Is your New Year’s resolution to read more? You could always bluff it, argues Pierre Bayard.
These lies we tell to others are first and foremost lies we tell ourselves, for we have trouble acknowledging even to ourselves that we haven’t read the books that are deemed essential. And here, as in so many other domains of life, we show an astonishing ability to reconstruct the past to better conform to our wishes.
I consider the lies we tell
I consider the lies we tell ourselve to be the greater sin “To thine own self be true, and it must follow, as the night the day, thou canst not then be false to any man. ”
If you have the audacity to presume to teach literature you should at least have read the books. If knew that my lecturers hadn’t bothered to read the texts I would have been incensed. I don’t think this man is clever or that his falsehood should earn him an income let alone sell books. We should not reward duplicity.
Wheels Within Wheels
The Guardian article is a short, translated, excerpt from Bayard’s book which was a best-seller in its original French in 2006. An article on Bayard in the International Herald Tribune (dated February 28, 2007) quotes Bayard saying that the book “is told by a fictional personality who boasts about not reading and is obviously not me. This is not a book written by a nonreader.” The article goes on to say that he chose this device, “because he wanted to help people conquer their fear of culture by challenging the way that literature is presented to both students and the public at large in France.”

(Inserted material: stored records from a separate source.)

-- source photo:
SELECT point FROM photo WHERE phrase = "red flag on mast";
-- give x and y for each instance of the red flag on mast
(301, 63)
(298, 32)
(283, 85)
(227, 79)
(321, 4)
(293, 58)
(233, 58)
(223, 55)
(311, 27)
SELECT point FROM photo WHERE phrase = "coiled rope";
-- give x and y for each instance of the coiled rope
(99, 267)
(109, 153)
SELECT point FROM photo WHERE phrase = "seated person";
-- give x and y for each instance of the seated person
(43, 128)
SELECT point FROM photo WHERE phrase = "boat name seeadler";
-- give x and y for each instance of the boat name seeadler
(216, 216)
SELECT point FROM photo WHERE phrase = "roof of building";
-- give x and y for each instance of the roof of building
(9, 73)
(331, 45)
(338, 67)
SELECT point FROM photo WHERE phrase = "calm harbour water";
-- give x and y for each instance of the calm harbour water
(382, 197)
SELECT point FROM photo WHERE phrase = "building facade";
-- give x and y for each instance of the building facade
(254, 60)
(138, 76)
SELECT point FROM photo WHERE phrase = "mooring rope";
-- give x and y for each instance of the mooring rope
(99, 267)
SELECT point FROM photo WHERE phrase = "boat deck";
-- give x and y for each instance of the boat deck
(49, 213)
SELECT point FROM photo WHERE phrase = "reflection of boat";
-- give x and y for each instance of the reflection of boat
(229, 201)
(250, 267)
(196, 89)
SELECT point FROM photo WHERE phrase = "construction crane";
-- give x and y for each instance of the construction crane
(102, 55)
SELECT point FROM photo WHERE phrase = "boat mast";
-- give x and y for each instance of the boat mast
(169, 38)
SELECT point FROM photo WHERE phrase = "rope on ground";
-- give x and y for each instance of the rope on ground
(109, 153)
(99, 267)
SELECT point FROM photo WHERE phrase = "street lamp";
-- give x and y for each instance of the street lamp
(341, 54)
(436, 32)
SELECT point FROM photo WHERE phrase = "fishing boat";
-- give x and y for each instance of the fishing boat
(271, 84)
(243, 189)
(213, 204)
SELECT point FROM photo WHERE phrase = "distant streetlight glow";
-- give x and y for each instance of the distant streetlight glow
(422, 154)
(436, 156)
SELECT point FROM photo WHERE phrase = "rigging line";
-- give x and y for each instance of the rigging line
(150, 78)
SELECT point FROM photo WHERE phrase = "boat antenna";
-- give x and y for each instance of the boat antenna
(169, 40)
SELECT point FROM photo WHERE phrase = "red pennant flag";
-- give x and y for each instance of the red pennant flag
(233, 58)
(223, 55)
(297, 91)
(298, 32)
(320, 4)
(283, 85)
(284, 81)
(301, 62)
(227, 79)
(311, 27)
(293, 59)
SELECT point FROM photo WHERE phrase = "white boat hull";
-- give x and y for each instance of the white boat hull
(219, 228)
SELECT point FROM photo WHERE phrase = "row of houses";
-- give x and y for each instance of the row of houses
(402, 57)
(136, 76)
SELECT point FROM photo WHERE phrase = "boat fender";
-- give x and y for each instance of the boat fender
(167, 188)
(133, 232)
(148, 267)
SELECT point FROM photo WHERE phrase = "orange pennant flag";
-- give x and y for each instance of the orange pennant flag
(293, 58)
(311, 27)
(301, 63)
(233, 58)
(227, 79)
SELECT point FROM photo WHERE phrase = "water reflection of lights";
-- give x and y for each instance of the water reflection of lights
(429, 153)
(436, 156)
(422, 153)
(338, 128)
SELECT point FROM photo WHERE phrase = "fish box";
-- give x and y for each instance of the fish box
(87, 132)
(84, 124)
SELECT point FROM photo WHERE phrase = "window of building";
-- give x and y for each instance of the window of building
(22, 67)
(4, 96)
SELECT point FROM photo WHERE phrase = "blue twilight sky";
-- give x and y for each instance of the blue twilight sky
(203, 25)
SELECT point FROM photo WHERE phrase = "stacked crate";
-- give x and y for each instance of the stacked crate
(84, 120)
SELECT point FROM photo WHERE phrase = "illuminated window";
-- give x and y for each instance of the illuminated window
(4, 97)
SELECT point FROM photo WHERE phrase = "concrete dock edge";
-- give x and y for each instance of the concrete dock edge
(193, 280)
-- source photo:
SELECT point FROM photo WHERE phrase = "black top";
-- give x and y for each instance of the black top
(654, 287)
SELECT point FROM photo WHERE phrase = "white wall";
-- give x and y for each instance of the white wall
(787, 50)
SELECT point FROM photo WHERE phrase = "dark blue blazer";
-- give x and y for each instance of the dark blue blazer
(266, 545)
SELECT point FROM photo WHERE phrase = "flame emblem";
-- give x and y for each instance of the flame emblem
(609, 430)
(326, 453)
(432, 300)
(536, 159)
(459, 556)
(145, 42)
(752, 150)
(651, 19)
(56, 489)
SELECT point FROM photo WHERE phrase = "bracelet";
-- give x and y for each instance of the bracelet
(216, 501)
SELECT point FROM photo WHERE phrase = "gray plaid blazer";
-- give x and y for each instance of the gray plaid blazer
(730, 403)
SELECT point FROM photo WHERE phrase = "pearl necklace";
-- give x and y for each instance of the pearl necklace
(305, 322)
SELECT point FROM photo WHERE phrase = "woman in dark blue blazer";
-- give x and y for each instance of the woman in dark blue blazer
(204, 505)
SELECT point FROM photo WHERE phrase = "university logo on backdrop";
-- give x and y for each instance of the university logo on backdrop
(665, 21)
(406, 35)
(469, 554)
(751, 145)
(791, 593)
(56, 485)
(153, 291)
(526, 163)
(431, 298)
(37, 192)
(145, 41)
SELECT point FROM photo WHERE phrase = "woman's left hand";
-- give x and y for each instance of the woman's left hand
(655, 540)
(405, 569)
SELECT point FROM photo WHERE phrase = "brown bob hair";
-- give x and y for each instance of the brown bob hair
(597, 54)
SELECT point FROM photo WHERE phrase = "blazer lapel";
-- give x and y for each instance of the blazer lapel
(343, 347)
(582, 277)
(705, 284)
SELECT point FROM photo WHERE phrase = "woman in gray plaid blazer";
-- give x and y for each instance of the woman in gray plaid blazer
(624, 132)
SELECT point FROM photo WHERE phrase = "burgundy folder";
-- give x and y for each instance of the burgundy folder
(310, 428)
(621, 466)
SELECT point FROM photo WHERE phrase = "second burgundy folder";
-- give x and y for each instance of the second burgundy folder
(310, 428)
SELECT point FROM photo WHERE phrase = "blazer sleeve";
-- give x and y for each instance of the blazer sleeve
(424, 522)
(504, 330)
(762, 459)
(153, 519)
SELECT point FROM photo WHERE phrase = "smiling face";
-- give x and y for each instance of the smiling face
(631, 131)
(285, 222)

The Guardian article provides none of this background. It appears, of course, as if it were a brief, not necessarily tongue-in-cheek, article that was just recently written for the Guardian, rather than what it actually is — a teaser for the recently published English edition of the book.
The result, ironically, is that commenter Joanne finds herself in the position of expressing her exasperation about a book that she hasn’t actually read.
Yes I can see T Scott’s
Yes I can see T Scott’s point. I was not actually commenting on the book itself, but what appeared to be an interview with the author, as the article failed to make clear the context for the passage that was translated. I must say that I don’t generally comment on books I have not read. Its a shame this article didn’t make itself clearer as I now feel that my comment was wasted.